Summer is usually known as a low-volatility period in the financial markets, as traders take some time off their desks to enjoy long vacations. However, with several market-movers in play these days, it’s hard to imagine investors refraining from actively managing their portfolios even during the summer months. Here are the top five topics everyone’s watching lately.
1. Central bank stimulus
First up is talk of easy money from central banks, as policymakers appear to be concerned about inflation, global growth prospects, and the looming Brexit. For now, the Bank of England has refrained from lowering interest rates but the minutes of their meeting earlier this month revealed that they discussed a range of policy tools that they can use, keeping expectations for an August rate cut in play.
The European Central Bank is scheduled to make its monetary policy statement this week and analysts are divided on whether Governor Mario Draghi and his fellow policymakers would take their cue from the BOE or stay true to his hints that “further stimulus is in the pipeline.” Also this week, the Reserve Bank of Australia released its monetary policy meeting minutes, which revealed that officials were actually more concerned about inflation prospects than they seemed in their rate statement.
Meanwhile, the Reserve Bank of New Zealand also seems to be setting the stage up for a potential rate cut now that it made plans to tighten lending conditions in the housing market. The Bank of Japan is set to announce its policy statement next week and investors are also on the lookout for additional stimulus after Prime Minister Abe ordered his cabinet to draft a new set of economic stimulus plans last week.
2. US earnings
Earnings season is still going on in the US, as companies are rounding up their financial results for the second quarter of this year. So far, results are looking mixed, as revenues were mostly weaker while some companies managed to beat analysts’ earnings expectations.
Results from the financial sector have been upbeat, followed by indications of a rebound in the tech sector. This has led the S&P 500 and DJIA to close at all-time highs early in the week. Moving forward, retailers and manufacturing companies are still scheduled to make their earnings calls, providing a clearer picture of how the consumer and business sectors have fared in Q2 and potentially keeping Fed rate hike expectations in play.
Among the major central banks, the US Federal Reserve is the only one that’s not looking to lower interest rates or introduce new easing measures, solidifying the US dollar’s status as a safe-haven currency, but dollar price action would still depend on overal market sentiment for the next few months.

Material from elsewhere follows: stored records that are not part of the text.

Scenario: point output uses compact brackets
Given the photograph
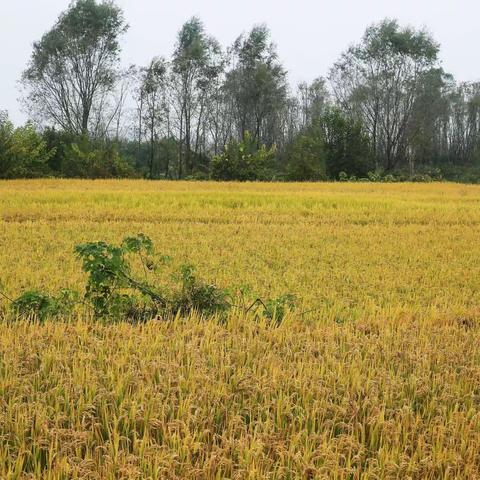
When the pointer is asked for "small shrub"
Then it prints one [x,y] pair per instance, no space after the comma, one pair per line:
[35,304]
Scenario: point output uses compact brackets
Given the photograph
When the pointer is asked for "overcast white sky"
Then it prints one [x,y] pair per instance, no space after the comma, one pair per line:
[310,34]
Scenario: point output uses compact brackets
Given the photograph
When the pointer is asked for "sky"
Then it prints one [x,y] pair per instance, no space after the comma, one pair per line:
[310,34]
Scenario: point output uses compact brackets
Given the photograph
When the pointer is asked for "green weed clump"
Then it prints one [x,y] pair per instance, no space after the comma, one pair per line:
[113,292]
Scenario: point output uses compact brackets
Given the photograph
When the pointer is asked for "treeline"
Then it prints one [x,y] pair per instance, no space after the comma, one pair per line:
[386,110]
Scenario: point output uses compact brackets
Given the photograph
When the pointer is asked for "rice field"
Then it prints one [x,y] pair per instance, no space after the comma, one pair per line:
[375,375]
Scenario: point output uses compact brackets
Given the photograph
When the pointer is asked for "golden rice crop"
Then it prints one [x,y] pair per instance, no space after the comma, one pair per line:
[375,375]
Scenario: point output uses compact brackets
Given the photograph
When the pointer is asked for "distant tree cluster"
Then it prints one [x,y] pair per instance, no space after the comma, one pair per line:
[386,110]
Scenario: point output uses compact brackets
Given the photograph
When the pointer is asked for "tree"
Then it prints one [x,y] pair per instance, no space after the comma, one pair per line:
[378,80]
[314,99]
[197,62]
[306,156]
[152,97]
[74,66]
[244,161]
[258,86]
[346,145]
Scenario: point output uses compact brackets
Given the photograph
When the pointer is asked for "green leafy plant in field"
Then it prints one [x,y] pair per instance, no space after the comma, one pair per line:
[113,291]
[39,305]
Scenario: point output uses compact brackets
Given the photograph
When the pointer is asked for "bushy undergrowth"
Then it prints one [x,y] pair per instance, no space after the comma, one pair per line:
[114,292]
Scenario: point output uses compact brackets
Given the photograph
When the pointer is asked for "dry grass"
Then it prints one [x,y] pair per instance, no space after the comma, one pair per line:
[380,381]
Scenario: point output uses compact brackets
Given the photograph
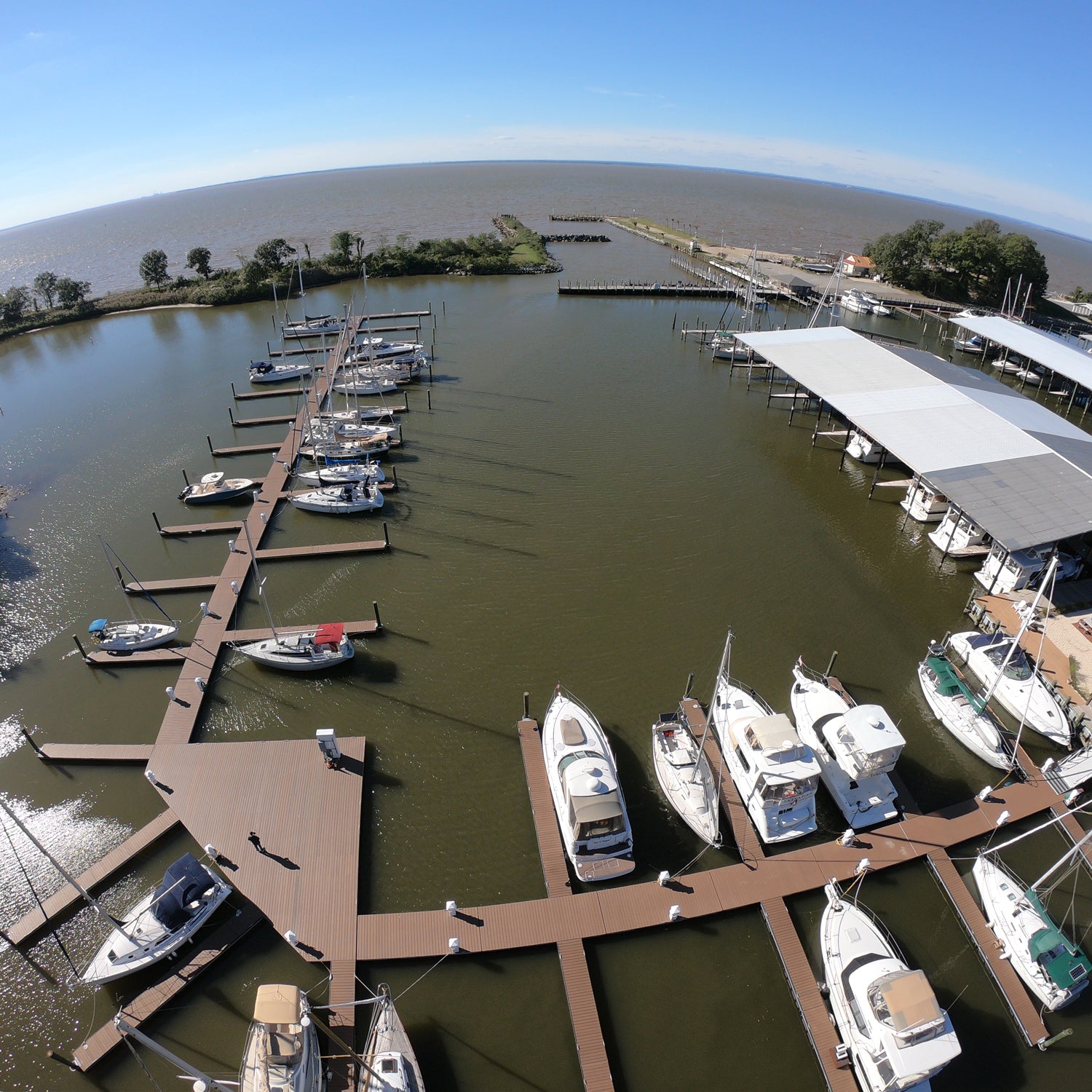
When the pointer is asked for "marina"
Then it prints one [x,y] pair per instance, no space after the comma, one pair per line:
[190,753]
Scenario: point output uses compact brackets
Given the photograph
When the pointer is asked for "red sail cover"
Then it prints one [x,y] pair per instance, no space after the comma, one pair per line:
[330,633]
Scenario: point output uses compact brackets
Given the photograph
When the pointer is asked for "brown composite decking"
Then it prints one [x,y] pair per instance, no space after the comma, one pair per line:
[146,1005]
[308,819]
[115,860]
[1020,1005]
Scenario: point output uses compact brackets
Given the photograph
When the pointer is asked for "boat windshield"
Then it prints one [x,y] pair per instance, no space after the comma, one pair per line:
[1019,668]
[786,792]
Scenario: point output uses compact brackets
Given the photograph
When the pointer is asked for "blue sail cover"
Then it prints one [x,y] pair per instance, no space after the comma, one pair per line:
[185,882]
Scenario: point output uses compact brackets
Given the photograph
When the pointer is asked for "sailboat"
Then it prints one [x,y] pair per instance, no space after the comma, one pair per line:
[772,768]
[1052,967]
[960,710]
[295,650]
[161,923]
[856,747]
[587,799]
[887,1015]
[282,1052]
[390,1064]
[685,777]
[122,637]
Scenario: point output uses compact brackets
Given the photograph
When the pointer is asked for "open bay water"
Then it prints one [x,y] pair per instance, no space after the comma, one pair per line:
[590,502]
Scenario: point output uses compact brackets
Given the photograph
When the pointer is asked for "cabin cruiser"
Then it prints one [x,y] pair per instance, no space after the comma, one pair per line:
[856,747]
[773,770]
[923,502]
[215,488]
[887,1015]
[282,1052]
[130,636]
[957,534]
[161,922]
[309,650]
[587,799]
[1019,687]
[685,777]
[961,711]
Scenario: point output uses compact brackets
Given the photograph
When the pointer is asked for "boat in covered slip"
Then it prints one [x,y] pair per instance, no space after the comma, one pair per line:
[960,710]
[772,768]
[923,502]
[685,777]
[341,500]
[262,371]
[587,799]
[282,1052]
[342,473]
[887,1015]
[1052,967]
[390,1064]
[856,747]
[215,488]
[164,919]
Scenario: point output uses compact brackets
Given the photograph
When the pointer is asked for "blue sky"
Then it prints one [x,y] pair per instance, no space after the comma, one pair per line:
[978,104]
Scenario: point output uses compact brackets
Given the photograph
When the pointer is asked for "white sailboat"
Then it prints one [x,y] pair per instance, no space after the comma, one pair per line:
[587,799]
[1052,967]
[772,768]
[215,488]
[161,922]
[282,1052]
[961,711]
[390,1064]
[341,500]
[685,777]
[887,1015]
[856,747]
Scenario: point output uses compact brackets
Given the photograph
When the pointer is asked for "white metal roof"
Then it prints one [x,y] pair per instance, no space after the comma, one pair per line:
[1015,467]
[1042,347]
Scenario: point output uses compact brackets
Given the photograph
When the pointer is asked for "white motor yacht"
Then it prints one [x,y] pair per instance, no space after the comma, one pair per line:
[215,488]
[341,500]
[282,1052]
[389,1059]
[887,1015]
[685,777]
[961,711]
[856,747]
[161,922]
[587,799]
[1005,668]
[773,770]
[923,502]
[309,650]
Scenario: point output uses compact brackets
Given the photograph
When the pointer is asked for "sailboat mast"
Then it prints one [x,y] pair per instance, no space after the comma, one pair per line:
[127,1029]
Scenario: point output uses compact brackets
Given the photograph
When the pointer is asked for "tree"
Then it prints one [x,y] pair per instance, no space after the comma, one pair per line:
[272,253]
[13,304]
[198,260]
[153,268]
[45,288]
[71,294]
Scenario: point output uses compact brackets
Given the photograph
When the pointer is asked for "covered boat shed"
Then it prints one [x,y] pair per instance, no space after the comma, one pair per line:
[1019,471]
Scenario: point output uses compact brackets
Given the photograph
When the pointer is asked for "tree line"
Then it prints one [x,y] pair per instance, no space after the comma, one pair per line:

3. Another crude oil slump
After a brief recovery as risk appetite improved in the past months, fears of a crude oil supply glut have resurfaced as firms continue to drill while demand remains feeble. Production has resumed in energy-rich Alberta, allowing inventories to rise once more, while expectations of a dent in supply due to the coup in Turkey were short-lived.
Apart from that, the recent price rallies have encouraged shale oil companies in the United States to resume operations, adding to fears of an oversupply. Weekly crude oil stockpiles could start indicating gains once more, as the crude oil market seems to be reverting to its previous state.
Still, OPEC leaders have reiterated that they expect oil market fundamentals to stabilize for the rest of the year. In the United Kingdom, mining companies such as Rio Tinto, Glencore, and BHP Billiton also suffered a blow from commodity price declines that don’t seem to have bottomed out for now.
4. Italian banking crisis
Perhaps one of the newer topics being discussed by market participants these days is the banking crisis in Italy, which threatens to pose a new shock to the euro zone economy. Banks in the region’s third largest economy are in trouble as its borrowers are holding loans they can no longer afford, bringing the country’s non-performing loans to a staggering 18% of its GDP.
And with banks in the euro zone exposed to each other’s sovereign debt, the possibility of contagion is looking very real. As it is, this banking crisis appears to be swelling into a political issue, threatening the stability of the entire region.
Analysts project that the Italian economy can’t recover until 2025, possibly sparking a financial crisis that could rival the Greek debt drama. The government would need to recapitalize its banks quick or face tremendous repercussions. As policymakers have noted, the situation would only get worse if no action is taken. Bailouts, tax hikes, and spending cuts could be on the table, putting the nation’s economic performance in peril, but any of these might be the bitter pill that Italy has to swallow.
For now, investors still seem to be heavily focused on the Brexit process, although a sense of calm has been restored in the markets now that Prime Minister Theresa May is at the helm. This should jumpstart the discussions among UK officials and allow them to bargain for amenable trade and immigration deals with the EU officials in Brussels.
Prime Minister May voted to stay in the EU but she has reiterated her plan to make a success of the Brexit. So far, her cabinet appointments have supported these plans as she will be working with officials who have voted to exit the EU and might therefore have a stronger negotiating stance for the future of the UK economy.
Still, there’s still a considerable amount of uncertainty left in the financial markets as EU officials might give the UK a difficult time once Article 50 of the Treaty of European Union is finally invoked. This could hinge on the new trade agreement between the EU and the UK, as these parties share strong trade ties that a huge chunk of overall economic activity.